颞下颌关节上下腔注射富血小板血浆或透明质酸治疗颞下颌关节骨关节炎的疗效比较-- 实验原始数据 Original data of "Comparison of Temporomandibular Joint Osteoarthritis Treatment Efficacy of Platelet-rich Plasma and Hyaluronic Acid Injection in Upper or Lower TMJ Space".xlsx
The original data of the research "Comparison of Temporomandibular Joint Osteoarthritis Treatment Efficacy of Platelet-rich Plasma and Hyaluronic Acid Injection in Upper or Lower TMJ Space"
Objective
To compare the efficacy of temporomandibular joint (TMJ) osteoarthritis (OA) treatment efficacy of the platelet-rich plasma (PRP) and hyaluronic acid (HA) injection in upper or lower TMJ space.
Methods
A total of 60 TMJ-OA patients were randomly assigned to four groups: HA injection in upper TMJ space(n=20); HA injection in the lower-TMJ space (n=20); PRP injection in upper-TMJ space (n=10); PRP injection in lower-TMJ space (n=10). All patients were injected with HA or PRP 3 times at 2-week intervals of each injection. After the first injection, all participants received 750 mg of glucosamine hydrochloride, twice a day for 1.5 months, and wore a stabilization splint for 10 h a day for 2.5 months. The Helkimo Anamnestic index (Ai) and Clinical dysfunction index (Di) were used to evaluate clinical symptoms and condylar healing morphology was assessed by Cone beam Computer Tomography (CBCT) imaging.
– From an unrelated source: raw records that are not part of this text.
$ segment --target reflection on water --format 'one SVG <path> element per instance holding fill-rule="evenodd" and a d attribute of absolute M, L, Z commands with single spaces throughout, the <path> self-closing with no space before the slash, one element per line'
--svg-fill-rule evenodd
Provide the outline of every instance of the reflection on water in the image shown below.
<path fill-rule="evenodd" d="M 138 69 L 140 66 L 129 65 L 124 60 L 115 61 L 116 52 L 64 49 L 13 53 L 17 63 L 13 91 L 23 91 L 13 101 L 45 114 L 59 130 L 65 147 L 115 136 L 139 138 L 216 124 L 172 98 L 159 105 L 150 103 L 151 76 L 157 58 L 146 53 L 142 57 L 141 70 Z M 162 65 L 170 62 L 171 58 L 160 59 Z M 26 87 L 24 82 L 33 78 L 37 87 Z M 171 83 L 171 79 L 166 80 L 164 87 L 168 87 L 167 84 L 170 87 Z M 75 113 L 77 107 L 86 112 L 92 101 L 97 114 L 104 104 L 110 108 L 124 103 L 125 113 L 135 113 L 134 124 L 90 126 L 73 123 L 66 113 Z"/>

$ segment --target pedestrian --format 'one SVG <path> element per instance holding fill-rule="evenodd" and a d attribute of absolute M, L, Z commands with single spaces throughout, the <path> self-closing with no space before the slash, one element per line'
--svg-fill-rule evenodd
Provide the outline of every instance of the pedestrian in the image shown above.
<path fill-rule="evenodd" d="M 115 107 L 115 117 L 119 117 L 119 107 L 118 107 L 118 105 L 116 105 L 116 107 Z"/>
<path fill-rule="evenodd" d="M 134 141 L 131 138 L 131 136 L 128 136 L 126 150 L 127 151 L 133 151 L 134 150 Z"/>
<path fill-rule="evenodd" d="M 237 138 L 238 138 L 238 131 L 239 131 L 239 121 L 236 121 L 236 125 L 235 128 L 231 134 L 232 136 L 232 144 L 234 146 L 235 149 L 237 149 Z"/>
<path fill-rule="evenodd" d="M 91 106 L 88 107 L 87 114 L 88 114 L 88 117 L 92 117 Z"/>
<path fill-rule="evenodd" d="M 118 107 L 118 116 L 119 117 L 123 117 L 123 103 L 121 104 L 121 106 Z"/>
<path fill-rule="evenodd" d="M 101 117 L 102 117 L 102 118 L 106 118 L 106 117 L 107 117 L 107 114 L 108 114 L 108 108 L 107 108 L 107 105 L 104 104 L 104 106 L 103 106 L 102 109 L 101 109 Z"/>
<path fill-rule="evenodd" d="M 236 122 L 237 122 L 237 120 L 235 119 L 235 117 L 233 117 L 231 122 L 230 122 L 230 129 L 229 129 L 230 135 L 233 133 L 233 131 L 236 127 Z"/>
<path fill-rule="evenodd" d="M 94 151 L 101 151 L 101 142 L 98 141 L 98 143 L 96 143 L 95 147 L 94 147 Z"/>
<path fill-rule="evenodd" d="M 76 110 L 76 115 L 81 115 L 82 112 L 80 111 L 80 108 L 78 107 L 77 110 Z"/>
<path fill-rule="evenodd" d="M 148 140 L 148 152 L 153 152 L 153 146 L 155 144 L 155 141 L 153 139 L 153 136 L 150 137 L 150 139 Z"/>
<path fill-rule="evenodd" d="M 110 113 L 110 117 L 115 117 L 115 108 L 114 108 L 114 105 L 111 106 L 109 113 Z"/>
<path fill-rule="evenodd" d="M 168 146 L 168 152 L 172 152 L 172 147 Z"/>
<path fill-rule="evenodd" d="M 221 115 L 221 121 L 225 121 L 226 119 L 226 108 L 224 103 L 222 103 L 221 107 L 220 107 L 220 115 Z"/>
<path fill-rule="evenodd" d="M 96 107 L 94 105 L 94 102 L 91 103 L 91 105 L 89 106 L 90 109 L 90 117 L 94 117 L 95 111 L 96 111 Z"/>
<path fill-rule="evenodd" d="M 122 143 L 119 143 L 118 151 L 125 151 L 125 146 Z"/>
Results The Helkimo index significantly decreased in all groups at the 3-month follow-up compared to before the treatment. PRP injection in the lower-TMJ space exhibited better improvement in the Helkimo index compared with HA injection in the upper-TMJ space (P < 0.05). PRP injection in the lower-TMJ space showed a better maximum active mouth opening (MMO) improvement than the HA injection in the lower-TMJ space (P < 0.05). Regarding both the Helkimo index and MMO improvement, PRP or HA injection in lower space showed better results compared with PRP or HA injection in upper space. There were no statistically significant differences in TMJ subchondral bone parameters improvement scores among the groups.
Conclusion
In patients with TMJ-OA, injection of HA or PRP in the lower-TMJ space was more effective in alleviating clinical symptoms than injection into the upper-TMJ space. The combination of HA/PRP injection, glucosamine hydrochloride, and stabilization splint proved to be an effective combination therapy. Furthermore, PRP injection demonstrated slightly better results than HA in terms of clinical symptoms and MMO recovery. PRP injection could be a promising therapeutic approach for TMJ-OA.